Runs one evaluation mode and writes a report.

Required flags:

  • --dataset <path.yaml>: dataset config (YAML)
  • --config <path.yaml>: eval config (YAML)
  • --output <path>: output report path

Common optional flags:

  • --mode <offline|experiment|ope|interleaving|aa-check>: overrides mode: in config
  • --output-format <json|markdown|html>: default is json
  • --baseline <path.json>: offline mode baseline report (JSON) for comparisons
  • --experiment-id <id>: experiment mode override

recsys-eval validate

Validates a JSONL file against a schema.

  • --schema <name-or-path>: schema name (like exposure.v1) or a path to a .json schema file
  • --input <path.jsonl>: JSONL file to validate

Notes:

  • If --schema does not end with .json, recsys-eval resolves it as schemas/<schema>.json.
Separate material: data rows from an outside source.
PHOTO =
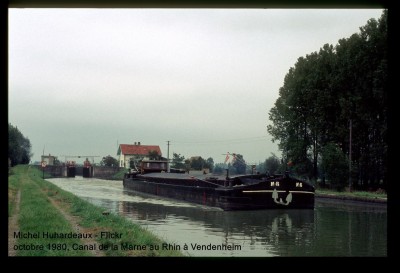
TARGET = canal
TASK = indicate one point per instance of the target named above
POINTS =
(333, 228)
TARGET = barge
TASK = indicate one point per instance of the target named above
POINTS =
(237, 192)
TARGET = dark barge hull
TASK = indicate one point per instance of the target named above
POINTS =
(262, 194)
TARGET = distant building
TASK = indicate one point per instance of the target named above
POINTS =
(135, 152)
(49, 159)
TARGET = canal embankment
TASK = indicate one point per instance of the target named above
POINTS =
(45, 220)
(352, 196)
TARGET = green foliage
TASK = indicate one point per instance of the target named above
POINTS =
(272, 164)
(327, 89)
(19, 147)
(109, 161)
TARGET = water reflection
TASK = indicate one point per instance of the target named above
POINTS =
(331, 229)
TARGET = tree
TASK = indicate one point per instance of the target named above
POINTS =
(327, 89)
(197, 163)
(334, 166)
(178, 161)
(239, 164)
(109, 161)
(210, 164)
(19, 147)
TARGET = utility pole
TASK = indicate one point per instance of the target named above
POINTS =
(168, 169)
(350, 128)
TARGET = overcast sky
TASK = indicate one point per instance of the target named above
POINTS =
(82, 81)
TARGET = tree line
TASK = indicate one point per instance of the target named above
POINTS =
(333, 108)
(19, 147)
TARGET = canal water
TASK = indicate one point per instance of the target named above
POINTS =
(333, 228)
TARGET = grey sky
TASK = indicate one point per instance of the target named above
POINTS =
(83, 80)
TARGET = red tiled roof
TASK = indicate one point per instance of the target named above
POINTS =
(129, 149)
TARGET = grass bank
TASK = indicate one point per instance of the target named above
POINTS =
(53, 222)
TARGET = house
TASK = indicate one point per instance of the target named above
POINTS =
(135, 152)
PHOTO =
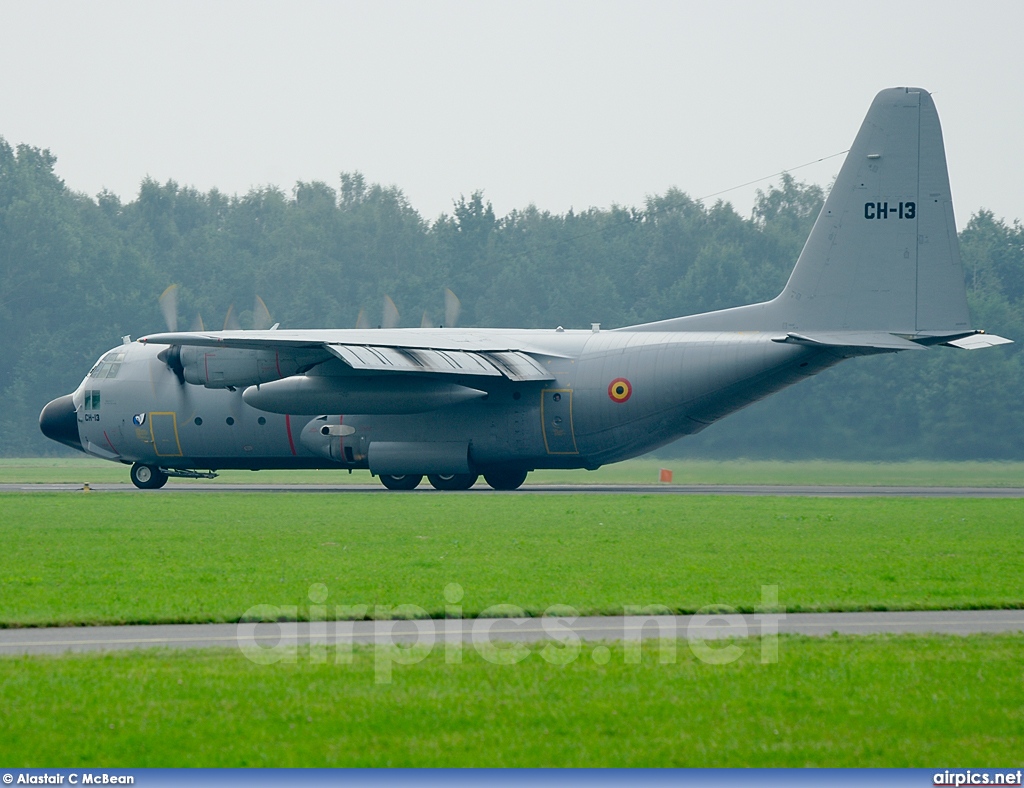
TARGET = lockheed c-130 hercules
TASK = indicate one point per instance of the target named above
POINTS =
(880, 273)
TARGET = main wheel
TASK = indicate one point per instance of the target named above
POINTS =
(453, 481)
(404, 482)
(147, 477)
(505, 479)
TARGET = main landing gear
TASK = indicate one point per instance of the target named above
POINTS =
(503, 479)
(403, 482)
(147, 477)
(453, 481)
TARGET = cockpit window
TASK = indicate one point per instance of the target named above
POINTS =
(109, 365)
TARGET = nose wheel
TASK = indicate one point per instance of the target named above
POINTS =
(147, 477)
(404, 482)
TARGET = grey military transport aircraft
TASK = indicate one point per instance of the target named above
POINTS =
(880, 273)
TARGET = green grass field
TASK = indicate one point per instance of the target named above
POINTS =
(108, 558)
(840, 701)
(643, 471)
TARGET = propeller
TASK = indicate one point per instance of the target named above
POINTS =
(453, 306)
(261, 315)
(390, 318)
(231, 320)
(169, 306)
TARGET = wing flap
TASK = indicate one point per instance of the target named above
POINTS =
(379, 358)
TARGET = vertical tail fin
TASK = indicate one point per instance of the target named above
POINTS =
(883, 255)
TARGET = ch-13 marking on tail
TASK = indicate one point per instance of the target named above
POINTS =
(880, 273)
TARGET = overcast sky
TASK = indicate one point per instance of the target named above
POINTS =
(559, 103)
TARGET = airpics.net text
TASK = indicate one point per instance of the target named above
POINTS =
(406, 635)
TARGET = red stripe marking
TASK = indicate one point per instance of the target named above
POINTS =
(288, 426)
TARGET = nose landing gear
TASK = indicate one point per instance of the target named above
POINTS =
(147, 477)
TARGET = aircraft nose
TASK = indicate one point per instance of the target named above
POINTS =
(58, 422)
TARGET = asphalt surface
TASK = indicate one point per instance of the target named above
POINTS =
(269, 636)
(658, 489)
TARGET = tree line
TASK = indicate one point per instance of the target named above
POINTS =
(78, 272)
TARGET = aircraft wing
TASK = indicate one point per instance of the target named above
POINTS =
(884, 342)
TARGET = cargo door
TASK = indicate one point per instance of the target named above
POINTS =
(556, 422)
(164, 429)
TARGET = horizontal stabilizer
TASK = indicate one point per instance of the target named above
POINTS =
(879, 342)
(979, 341)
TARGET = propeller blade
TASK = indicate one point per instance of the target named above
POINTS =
(390, 318)
(169, 306)
(261, 315)
(453, 306)
(231, 320)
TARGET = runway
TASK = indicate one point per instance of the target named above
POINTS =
(485, 630)
(644, 489)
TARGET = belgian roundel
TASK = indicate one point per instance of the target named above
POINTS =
(620, 390)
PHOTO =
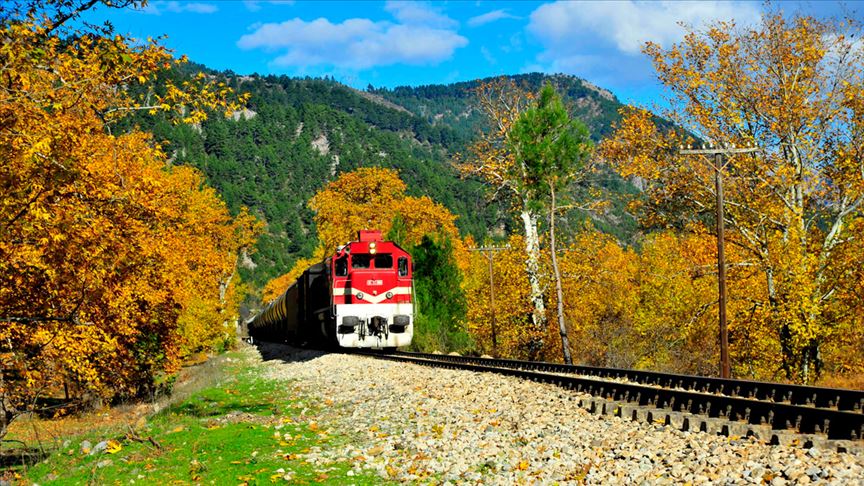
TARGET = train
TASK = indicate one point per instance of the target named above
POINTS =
(360, 297)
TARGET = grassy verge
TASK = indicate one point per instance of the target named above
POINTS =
(238, 428)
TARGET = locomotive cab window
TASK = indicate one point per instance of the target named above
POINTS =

That means --schema exposure.v1 works when run from the recsys-eval/ directory.

recsys-eval version

Prints the CLI version.

Exit codes

  • 0: success (and ship decision in experiment mode)
  • 1: command failed (invalid input/config, validation errors, runtime errors)
  • 2: experiment decision is hold
  • 3: experiment decision is fail

Examples

Local: validate + offline report

(cd recsys-eval && ./bin/recsys-eval validate --schema exposure.v1 --input /tmp/exposures.jsonl)
(cd recsys-eval && ./bin/recsys-eval validate --schema outcome.v1 --input /tmp/outcomes.jsonl)

recsys-eval/bin/recsys-eval run \
  --mode offline \
  --dataset /tmp/dataset.yaml \
  --config /tmp/eval.yaml \
  --output /tmp/recsys_eval_report.md \
  --output-format markdown

CI: experiment gate (ship/hold/fail)

set +e
recsys-eval/bin/recsys-eval run \
  --mode experiment \
  --dataset /tmp/dataset.yaml \
  --config /tmp/experiment.yaml \
  --output /tmp/recsys_eval_report.json \
  --output-format json
code="$?"
set -e

case "$code" in
  0) echo "decision=ship" ;;
  2) echo "decision=hold" ; exit 0 ;;
  3) echo "decision=fail" ; exit 1 ;;
  *) echo "decision=error" ; exit 1 ;;
esac